Hace unos años José María Aznar, que por muchas críticas incluso justas que reciba, ha de seguir diciéndose de él que fue y es (espero sea batido pronto por el bien de España) el mejor presidente de la democracia patria, decía, en esa espiral de meteduras de pata donde se terminó alojando y de la que ha salido ya, que también esperaba de los países árabes que pidieran perdón por la invasión del año 711. En el instante, yo, aznarista convencido, me dije que el aserto pronunciado por el ex presidente era de un desafortunado pronunciamiento, hasta que hace dos días leía en Libertad Digital que el portal de internet marroquí Nador City, recogía en una entrevista a Bensalem Himmich, ministro marroquí de Cultura, el deseo de que la Alhambra fuera gestionada por España y Marruecos y que el país norteafricano recibiera la mitad de los ingresos que genera el monumento más visitado de España y uno de los principales reclamos artísticos del continente europeo. Entonces, me acordé de nuevo de la disquisición de Aznar y me dije: "a ver si no va a terminar llevando razón". 

Empecemos por el origen de todo... Del actual Marruecos, nos llega a España tras la invasión del 711 algunos bereberes, sí; pero lo mismo que andamos errados cuando en un intento por utilizar un lenguaje socialmente correcto decimos de todo musulmán que es árabe, estaríamos incurriendo en un profundo equívoco si pensáramos que al Andalus se estructura en torno a una sola tribu, etnia o raza de profesión musulmana. Luego la reclamación (que ayer mismo desmintió un portavoz del Gobierno de Marruecos diciendo que se trataba de un disparate) le podía competir a un descendiente de Arabia, un muslim persa o yemení, que los hubo en al Andalus, como la buena cantidad de mozárabes que tomaron parte de la construcción de los reinos musulmanes de España. En la foto de arriba queda perfectamente explicado cómo en la España de al Andalus, la mayor parte de la población era muladí. La etnia árabe era la casta dominante y no tenía nada que ver con el actual norte de África, y parte del reino de Granada, era de influencia eslava. 
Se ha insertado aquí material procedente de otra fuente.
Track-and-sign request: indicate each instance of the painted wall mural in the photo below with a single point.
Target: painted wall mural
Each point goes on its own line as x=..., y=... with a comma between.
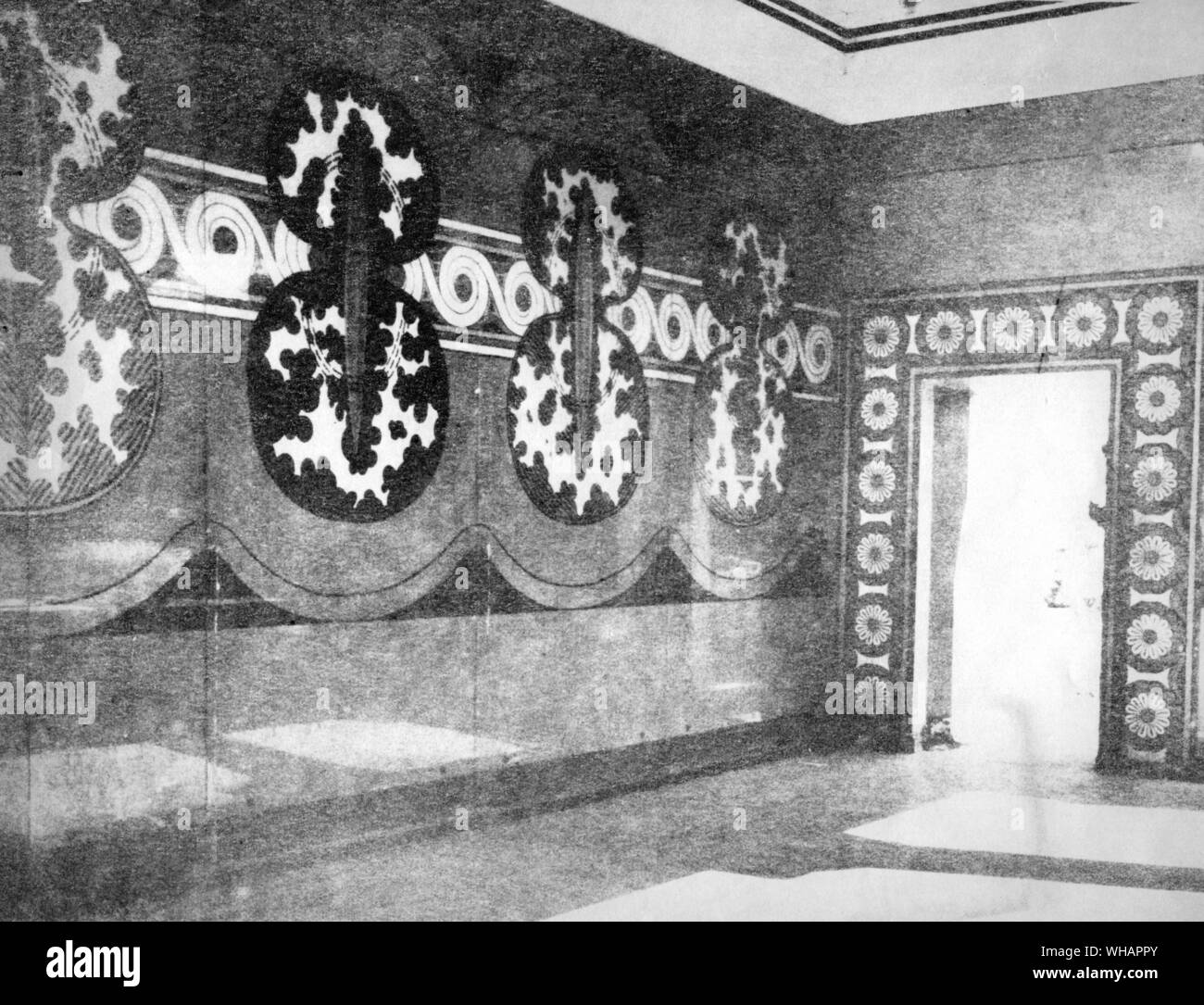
x=1148, y=330
x=741, y=398
x=347, y=379
x=77, y=394
x=577, y=408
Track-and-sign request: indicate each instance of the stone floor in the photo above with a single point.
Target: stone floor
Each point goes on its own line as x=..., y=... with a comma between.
x=784, y=819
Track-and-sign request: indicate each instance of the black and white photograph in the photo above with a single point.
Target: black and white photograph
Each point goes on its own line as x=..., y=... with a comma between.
x=602, y=460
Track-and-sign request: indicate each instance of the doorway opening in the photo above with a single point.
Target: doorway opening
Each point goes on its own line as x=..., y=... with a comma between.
x=1010, y=563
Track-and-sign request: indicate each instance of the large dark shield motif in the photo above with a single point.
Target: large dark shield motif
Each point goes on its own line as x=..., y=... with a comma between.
x=741, y=401
x=77, y=394
x=577, y=403
x=347, y=381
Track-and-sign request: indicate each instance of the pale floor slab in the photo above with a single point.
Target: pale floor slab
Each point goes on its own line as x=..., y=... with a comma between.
x=889, y=895
x=1024, y=824
x=377, y=747
x=52, y=793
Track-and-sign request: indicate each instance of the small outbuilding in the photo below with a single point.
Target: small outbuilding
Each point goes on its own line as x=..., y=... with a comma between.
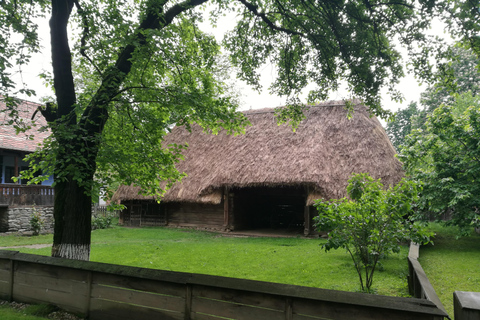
x=269, y=177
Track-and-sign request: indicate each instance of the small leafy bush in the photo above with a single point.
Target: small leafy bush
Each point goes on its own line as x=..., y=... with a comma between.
x=36, y=221
x=102, y=221
x=371, y=224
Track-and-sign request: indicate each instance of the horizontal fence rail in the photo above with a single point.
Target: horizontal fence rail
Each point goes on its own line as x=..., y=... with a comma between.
x=26, y=195
x=105, y=291
x=418, y=283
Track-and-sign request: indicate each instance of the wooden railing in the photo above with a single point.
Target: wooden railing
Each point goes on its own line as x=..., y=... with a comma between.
x=105, y=291
x=418, y=283
x=14, y=194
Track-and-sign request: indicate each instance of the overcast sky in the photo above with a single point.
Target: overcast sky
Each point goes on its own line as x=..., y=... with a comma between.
x=409, y=86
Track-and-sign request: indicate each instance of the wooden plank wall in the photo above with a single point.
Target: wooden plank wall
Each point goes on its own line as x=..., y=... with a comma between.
x=195, y=215
x=22, y=195
x=418, y=283
x=104, y=291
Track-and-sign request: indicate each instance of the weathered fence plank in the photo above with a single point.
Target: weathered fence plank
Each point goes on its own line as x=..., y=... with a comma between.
x=105, y=291
x=245, y=298
x=230, y=310
x=146, y=299
x=160, y=287
x=105, y=310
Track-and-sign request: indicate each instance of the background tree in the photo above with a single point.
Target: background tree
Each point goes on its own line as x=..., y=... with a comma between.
x=371, y=224
x=400, y=125
x=460, y=74
x=445, y=157
x=150, y=66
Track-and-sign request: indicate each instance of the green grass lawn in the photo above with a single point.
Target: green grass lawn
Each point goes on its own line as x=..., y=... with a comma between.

Otro craso error es la identificación del pueblo de Marruecos con el musulmán de al Andalus, en tanto las dos grandes invasiones totalitarias, intransigentes y beligerantes que vinieron de este actual país norteafricano (almorávides y almohades sucesivamente) fueron combatidas por los mismos musulmanes de al Andalus y los cristianos hispanos, y además, el arte relacionado con la Alhambra, bajo la dinastía nazarí, se distingue poderosamente del que emplearon almorávides y almohades sin guardar ninguna relación con el de estos dos pueblos invasores. Y lo ven claramente en la cúpula de la foto de arriba, de la Qubba Barudiyne de Marrakech. ¿Qué tiene que ver con la decoración vegetal de la Alhambra, ni con sus mocárabes ni lacería estilizada?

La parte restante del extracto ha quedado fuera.